In Forstater v CGD Europe , UKEAT/0105/20/JOJ, the claimant holds the belief that sex is immutable and not to be conflated with gender identity. The EAT holds that this a philosophical belief within Section 10 of the Equality Act 2010. It is protected by Articles 9 and 1 0 of the European Convention of Human Rights. The relevant principles are that (1) freedom of expression is one of the essential foundations of democratic society, (2) the paramount guiding principle in assessing any belief is that it is not for the Court to inquire into its validity, (3) the freedom to hold whatever belief one likes goes hand-in-hand with the State remaining neutral as between competing beliefs, and (4) a belief that has the protection of Article 9 is one that needs to satisfy only very modest threshold requirements.


Trade Union Rights

June 7th, 2021 by James Goudie KC in Human Rights and Public Sector Equality Duty

Mercer v Alternative Future Group Ltd, UKEAT/0196/20/JOJ, concerns trade Union activities, participation in industrial action, and ECHR Article 11.  EAT President Choudhury J states the principles from para 32. . Article 11 confers a qualified right to freedom of association and assembly. This includes the right to participate in trade Union activity. Restrictions on the exercise of the right are permitted where these are prescribed by law and are necessary in a democratic society for the protection of the rights and freedoms of others. The obligations of the State under Article 11 include both the negative one not to commit any act amounting to an infringement of the right and the positive one to secure the enjoyment of the right. The right to take industrial action and to strike is an essential element of the right and is protected by it. Any restriction, however minimal, on the right to participate in a trade Union-sanctioned protest or strike action amounts to an interference with Article 11 rights. When there is an interference with the right the question is whether such interference is justified. That involves a consideration of proportionality. When there is an infringement of the right Section 146 of TULRCA 1992 should be read as encompassing participation in industrial action.


Child Protection

May 19th, 2021 by James Goudie KC in Human Rights and Public Sector Equality Duty

Even in relation to child protection and safeguarding,, the European Convention of Human Rights does not give rise to any exception to the immunity of members of a diplomatic mission where their children are concerned. Diplomatic privilege limits what a local authority can do and prevents a Court from acting. So held in Barnet LBC v AG (2021) EWHC 1253 (Fam) by a Divisional Court.


ECHR Discrimination

January 26th, 2021 by James Goudie KC in Human Rights and Public Sector Equality Duty

The ambit of an ECHR right is wider than its “ scope”. Treatment will fall within “ scope “ if it potentially infringes an ECHR right. In an Article 14 discrimination case however the treatment will fall within the “ambit” of another Article provided that the treatment merely has a more than tenuous link with the core values protected by the other Article(s). This is a less exacting test. So reaffirmed by Bourne J in R (IJ) v SSHD (2020):EWHC 3487 ( Admin) at para 82.

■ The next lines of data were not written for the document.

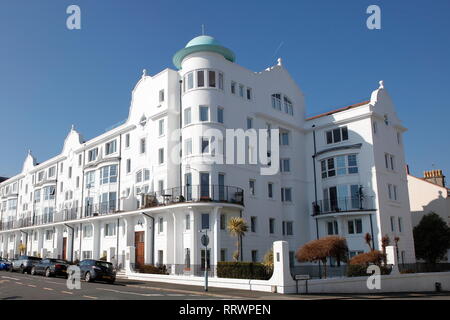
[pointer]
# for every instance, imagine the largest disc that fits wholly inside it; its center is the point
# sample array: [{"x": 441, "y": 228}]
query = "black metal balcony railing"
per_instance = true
[
  {"x": 197, "y": 193},
  {"x": 346, "y": 204}
]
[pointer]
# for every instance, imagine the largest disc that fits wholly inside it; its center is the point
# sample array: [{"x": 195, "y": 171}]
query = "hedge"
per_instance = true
[
  {"x": 243, "y": 270},
  {"x": 360, "y": 270},
  {"x": 148, "y": 268}
]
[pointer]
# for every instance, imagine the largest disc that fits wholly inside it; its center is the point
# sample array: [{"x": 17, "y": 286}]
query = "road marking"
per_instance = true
[
  {"x": 66, "y": 292},
  {"x": 133, "y": 293}
]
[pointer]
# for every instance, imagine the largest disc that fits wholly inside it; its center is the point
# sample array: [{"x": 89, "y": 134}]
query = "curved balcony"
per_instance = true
[
  {"x": 166, "y": 197},
  {"x": 345, "y": 204},
  {"x": 195, "y": 193}
]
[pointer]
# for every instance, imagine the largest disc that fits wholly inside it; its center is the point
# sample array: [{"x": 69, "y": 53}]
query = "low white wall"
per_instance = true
[
  {"x": 414, "y": 282},
  {"x": 243, "y": 284}
]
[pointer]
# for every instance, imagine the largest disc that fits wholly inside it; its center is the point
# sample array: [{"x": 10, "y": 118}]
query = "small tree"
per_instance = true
[
  {"x": 321, "y": 249},
  {"x": 368, "y": 239},
  {"x": 431, "y": 238},
  {"x": 385, "y": 241},
  {"x": 237, "y": 227}
]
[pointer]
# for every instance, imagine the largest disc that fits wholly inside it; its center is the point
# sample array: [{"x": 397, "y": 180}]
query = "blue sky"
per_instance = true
[{"x": 51, "y": 77}]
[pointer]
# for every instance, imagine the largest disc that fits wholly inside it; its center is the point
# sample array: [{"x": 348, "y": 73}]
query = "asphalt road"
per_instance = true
[{"x": 18, "y": 286}]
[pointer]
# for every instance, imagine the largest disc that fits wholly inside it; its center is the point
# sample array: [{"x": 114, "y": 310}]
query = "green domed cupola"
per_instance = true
[{"x": 202, "y": 43}]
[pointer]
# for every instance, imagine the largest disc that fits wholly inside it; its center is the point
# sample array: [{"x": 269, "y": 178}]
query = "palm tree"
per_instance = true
[
  {"x": 237, "y": 227},
  {"x": 385, "y": 241}
]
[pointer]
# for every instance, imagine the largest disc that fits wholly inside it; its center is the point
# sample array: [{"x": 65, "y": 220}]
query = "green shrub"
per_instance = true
[
  {"x": 243, "y": 270},
  {"x": 360, "y": 270},
  {"x": 148, "y": 268}
]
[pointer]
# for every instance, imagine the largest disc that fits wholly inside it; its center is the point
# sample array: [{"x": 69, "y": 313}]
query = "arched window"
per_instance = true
[
  {"x": 288, "y": 106},
  {"x": 276, "y": 101}
]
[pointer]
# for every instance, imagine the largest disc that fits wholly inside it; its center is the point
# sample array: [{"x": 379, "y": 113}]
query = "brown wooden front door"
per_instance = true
[
  {"x": 139, "y": 248},
  {"x": 64, "y": 248}
]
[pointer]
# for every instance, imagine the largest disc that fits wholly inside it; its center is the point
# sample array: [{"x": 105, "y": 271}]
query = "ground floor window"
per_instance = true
[
  {"x": 87, "y": 255},
  {"x": 208, "y": 260}
]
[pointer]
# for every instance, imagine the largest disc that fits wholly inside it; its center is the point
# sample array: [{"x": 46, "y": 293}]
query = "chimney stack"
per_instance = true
[{"x": 435, "y": 176}]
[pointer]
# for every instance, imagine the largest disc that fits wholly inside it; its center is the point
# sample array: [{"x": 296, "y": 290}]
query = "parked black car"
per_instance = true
[
  {"x": 92, "y": 270},
  {"x": 24, "y": 264},
  {"x": 51, "y": 267}
]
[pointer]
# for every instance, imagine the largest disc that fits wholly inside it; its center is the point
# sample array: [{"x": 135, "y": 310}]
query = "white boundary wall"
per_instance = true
[{"x": 282, "y": 281}]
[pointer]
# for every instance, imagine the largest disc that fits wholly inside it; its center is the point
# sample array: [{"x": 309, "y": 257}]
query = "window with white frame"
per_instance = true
[
  {"x": 285, "y": 165},
  {"x": 251, "y": 186},
  {"x": 110, "y": 229},
  {"x": 142, "y": 145},
  {"x": 203, "y": 113},
  {"x": 187, "y": 116},
  {"x": 220, "y": 114},
  {"x": 354, "y": 226},
  {"x": 339, "y": 165},
  {"x": 188, "y": 146},
  {"x": 89, "y": 177},
  {"x": 336, "y": 135},
  {"x": 92, "y": 154},
  {"x": 286, "y": 194},
  {"x": 108, "y": 174},
  {"x": 332, "y": 228},
  {"x": 111, "y": 147},
  {"x": 161, "y": 127}
]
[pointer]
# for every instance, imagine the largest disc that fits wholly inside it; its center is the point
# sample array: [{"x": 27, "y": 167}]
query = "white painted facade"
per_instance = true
[{"x": 92, "y": 218}]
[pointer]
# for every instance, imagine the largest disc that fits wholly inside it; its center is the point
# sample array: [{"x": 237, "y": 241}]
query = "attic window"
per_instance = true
[{"x": 143, "y": 121}]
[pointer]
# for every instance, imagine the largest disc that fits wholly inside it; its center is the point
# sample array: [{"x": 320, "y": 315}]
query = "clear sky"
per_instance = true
[{"x": 52, "y": 77}]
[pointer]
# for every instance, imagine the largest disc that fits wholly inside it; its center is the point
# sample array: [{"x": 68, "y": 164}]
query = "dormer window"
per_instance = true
[
  {"x": 92, "y": 154},
  {"x": 143, "y": 121},
  {"x": 276, "y": 101},
  {"x": 110, "y": 147},
  {"x": 337, "y": 135}
]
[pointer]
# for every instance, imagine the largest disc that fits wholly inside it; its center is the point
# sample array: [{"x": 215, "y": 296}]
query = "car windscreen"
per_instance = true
[{"x": 103, "y": 264}]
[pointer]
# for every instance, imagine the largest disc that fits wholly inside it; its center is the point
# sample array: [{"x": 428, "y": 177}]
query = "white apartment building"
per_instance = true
[{"x": 90, "y": 200}]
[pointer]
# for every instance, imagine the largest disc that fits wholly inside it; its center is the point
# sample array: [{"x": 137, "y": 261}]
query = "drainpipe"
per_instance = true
[
  {"x": 153, "y": 236},
  {"x": 72, "y": 241},
  {"x": 315, "y": 188},
  {"x": 181, "y": 136},
  {"x": 26, "y": 240}
]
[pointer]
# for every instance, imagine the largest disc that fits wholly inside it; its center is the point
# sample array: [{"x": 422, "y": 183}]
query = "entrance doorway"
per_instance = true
[
  {"x": 139, "y": 248},
  {"x": 64, "y": 248}
]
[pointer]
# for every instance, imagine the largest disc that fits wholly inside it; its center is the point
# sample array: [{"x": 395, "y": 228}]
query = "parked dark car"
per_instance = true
[
  {"x": 94, "y": 270},
  {"x": 51, "y": 267},
  {"x": 5, "y": 264},
  {"x": 24, "y": 264}
]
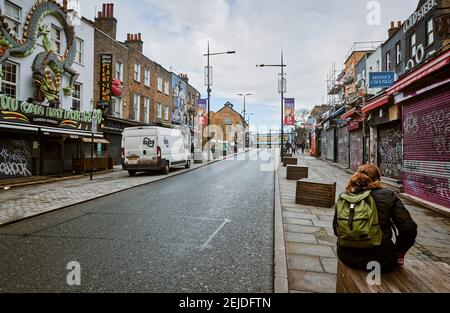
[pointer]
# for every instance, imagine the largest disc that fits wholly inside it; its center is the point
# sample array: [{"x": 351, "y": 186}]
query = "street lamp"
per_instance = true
[
  {"x": 282, "y": 91},
  {"x": 208, "y": 73},
  {"x": 244, "y": 95}
]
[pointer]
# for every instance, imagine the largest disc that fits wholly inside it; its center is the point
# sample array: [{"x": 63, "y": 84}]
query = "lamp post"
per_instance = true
[
  {"x": 282, "y": 91},
  {"x": 208, "y": 73}
]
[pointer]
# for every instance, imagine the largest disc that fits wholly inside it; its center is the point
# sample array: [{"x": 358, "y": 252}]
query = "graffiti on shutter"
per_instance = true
[
  {"x": 15, "y": 158},
  {"x": 356, "y": 149},
  {"x": 391, "y": 151},
  {"x": 342, "y": 134}
]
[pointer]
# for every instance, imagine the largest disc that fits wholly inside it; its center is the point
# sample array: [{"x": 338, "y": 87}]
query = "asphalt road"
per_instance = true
[{"x": 208, "y": 230}]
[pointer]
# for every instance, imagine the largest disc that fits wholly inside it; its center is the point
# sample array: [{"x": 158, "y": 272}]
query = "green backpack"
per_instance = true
[{"x": 357, "y": 221}]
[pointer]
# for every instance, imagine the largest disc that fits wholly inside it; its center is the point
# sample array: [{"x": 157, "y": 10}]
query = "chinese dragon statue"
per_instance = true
[{"x": 48, "y": 66}]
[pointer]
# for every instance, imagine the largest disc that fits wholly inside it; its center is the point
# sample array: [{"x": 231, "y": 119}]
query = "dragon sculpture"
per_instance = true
[{"x": 48, "y": 66}]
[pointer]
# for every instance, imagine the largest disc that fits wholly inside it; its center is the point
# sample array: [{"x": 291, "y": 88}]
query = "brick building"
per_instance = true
[{"x": 141, "y": 89}]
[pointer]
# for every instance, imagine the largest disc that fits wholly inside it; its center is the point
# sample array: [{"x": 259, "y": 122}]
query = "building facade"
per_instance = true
[{"x": 46, "y": 111}]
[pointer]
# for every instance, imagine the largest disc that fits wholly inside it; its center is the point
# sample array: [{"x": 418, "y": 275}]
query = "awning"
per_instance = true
[
  {"x": 96, "y": 140},
  {"x": 19, "y": 126},
  {"x": 420, "y": 73},
  {"x": 348, "y": 114},
  {"x": 376, "y": 103},
  {"x": 64, "y": 131}
]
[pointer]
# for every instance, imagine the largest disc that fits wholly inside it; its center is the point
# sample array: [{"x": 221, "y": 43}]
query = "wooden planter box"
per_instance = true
[
  {"x": 313, "y": 192},
  {"x": 296, "y": 172},
  {"x": 290, "y": 161},
  {"x": 415, "y": 277}
]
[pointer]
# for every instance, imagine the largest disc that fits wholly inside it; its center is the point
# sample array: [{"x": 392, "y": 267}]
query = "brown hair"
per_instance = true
[{"x": 368, "y": 177}]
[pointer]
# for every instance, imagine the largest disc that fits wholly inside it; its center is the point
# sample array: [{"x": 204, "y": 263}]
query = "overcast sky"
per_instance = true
[{"x": 312, "y": 34}]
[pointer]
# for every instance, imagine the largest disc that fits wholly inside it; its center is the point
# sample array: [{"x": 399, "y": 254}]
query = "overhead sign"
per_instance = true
[
  {"x": 106, "y": 61},
  {"x": 12, "y": 110},
  {"x": 381, "y": 79},
  {"x": 289, "y": 112},
  {"x": 420, "y": 14}
]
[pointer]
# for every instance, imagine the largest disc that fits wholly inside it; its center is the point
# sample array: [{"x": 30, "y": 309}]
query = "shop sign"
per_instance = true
[
  {"x": 105, "y": 77},
  {"x": 12, "y": 110},
  {"x": 381, "y": 79},
  {"x": 420, "y": 14}
]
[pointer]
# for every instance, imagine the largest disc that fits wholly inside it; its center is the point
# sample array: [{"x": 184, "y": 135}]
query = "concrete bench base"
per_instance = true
[
  {"x": 415, "y": 277},
  {"x": 311, "y": 192},
  {"x": 296, "y": 172}
]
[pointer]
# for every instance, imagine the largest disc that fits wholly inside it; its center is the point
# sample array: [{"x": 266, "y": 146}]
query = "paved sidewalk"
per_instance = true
[
  {"x": 24, "y": 202},
  {"x": 311, "y": 244}
]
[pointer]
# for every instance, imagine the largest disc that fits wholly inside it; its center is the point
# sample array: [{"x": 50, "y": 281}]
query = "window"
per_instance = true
[
  {"x": 398, "y": 49},
  {"x": 137, "y": 72},
  {"x": 166, "y": 113},
  {"x": 159, "y": 110},
  {"x": 166, "y": 88},
  {"x": 80, "y": 48},
  {"x": 137, "y": 105},
  {"x": 430, "y": 34},
  {"x": 147, "y": 78},
  {"x": 76, "y": 97},
  {"x": 388, "y": 61},
  {"x": 13, "y": 15},
  {"x": 10, "y": 79},
  {"x": 159, "y": 84},
  {"x": 56, "y": 38},
  {"x": 412, "y": 41},
  {"x": 118, "y": 71},
  {"x": 147, "y": 110}
]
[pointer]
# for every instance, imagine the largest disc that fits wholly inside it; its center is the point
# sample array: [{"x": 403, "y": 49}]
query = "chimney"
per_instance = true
[
  {"x": 135, "y": 41},
  {"x": 105, "y": 20},
  {"x": 393, "y": 29}
]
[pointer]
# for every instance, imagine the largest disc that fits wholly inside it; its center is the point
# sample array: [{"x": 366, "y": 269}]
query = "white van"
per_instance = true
[{"x": 150, "y": 148}]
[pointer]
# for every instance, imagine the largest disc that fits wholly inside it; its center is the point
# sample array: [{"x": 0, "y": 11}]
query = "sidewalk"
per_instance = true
[
  {"x": 310, "y": 242},
  {"x": 27, "y": 201}
]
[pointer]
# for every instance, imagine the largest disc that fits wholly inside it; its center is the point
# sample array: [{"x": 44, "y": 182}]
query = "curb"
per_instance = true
[
  {"x": 281, "y": 284},
  {"x": 109, "y": 194}
]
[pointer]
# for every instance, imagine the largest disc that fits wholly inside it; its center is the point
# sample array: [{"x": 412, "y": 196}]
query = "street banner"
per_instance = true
[
  {"x": 289, "y": 112},
  {"x": 202, "y": 113},
  {"x": 381, "y": 79}
]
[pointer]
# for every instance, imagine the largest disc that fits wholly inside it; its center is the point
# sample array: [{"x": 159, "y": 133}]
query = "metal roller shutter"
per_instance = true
[
  {"x": 426, "y": 129},
  {"x": 356, "y": 149},
  {"x": 342, "y": 136},
  {"x": 390, "y": 150}
]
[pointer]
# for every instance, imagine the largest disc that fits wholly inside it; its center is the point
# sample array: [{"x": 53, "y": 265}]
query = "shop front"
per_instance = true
[
  {"x": 424, "y": 96},
  {"x": 38, "y": 140}
]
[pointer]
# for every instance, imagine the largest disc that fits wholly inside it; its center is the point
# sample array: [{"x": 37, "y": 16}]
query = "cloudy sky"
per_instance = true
[{"x": 312, "y": 34}]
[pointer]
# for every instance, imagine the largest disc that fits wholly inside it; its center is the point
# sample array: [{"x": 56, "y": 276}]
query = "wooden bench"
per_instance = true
[
  {"x": 415, "y": 277},
  {"x": 296, "y": 172},
  {"x": 290, "y": 161},
  {"x": 317, "y": 193}
]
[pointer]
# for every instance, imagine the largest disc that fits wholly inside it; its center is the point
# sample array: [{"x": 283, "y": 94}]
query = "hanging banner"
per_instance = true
[
  {"x": 105, "y": 77},
  {"x": 202, "y": 114},
  {"x": 289, "y": 112}
]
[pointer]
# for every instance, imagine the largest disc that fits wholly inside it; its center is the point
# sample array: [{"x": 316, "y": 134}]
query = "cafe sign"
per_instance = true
[{"x": 12, "y": 110}]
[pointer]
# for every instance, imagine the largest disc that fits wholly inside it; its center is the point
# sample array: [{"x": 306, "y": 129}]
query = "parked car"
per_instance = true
[{"x": 150, "y": 148}]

December 24th, 2020 by James Goudie KC in Human Rights and Public Sector Equality Duty

The PSED applies to all aspects of a local authority’s housing function. This includes decisions to commence, pursue and enforce possession proceedings. However, it is held in Taylor v Slough BC (2020) EWHC 3520 (Ch) at paras 24-26, 29-30 and 33-43, that a breach of the PSED at an early stage of individual possession proceedings is capable of being cured by subsequent full compliance.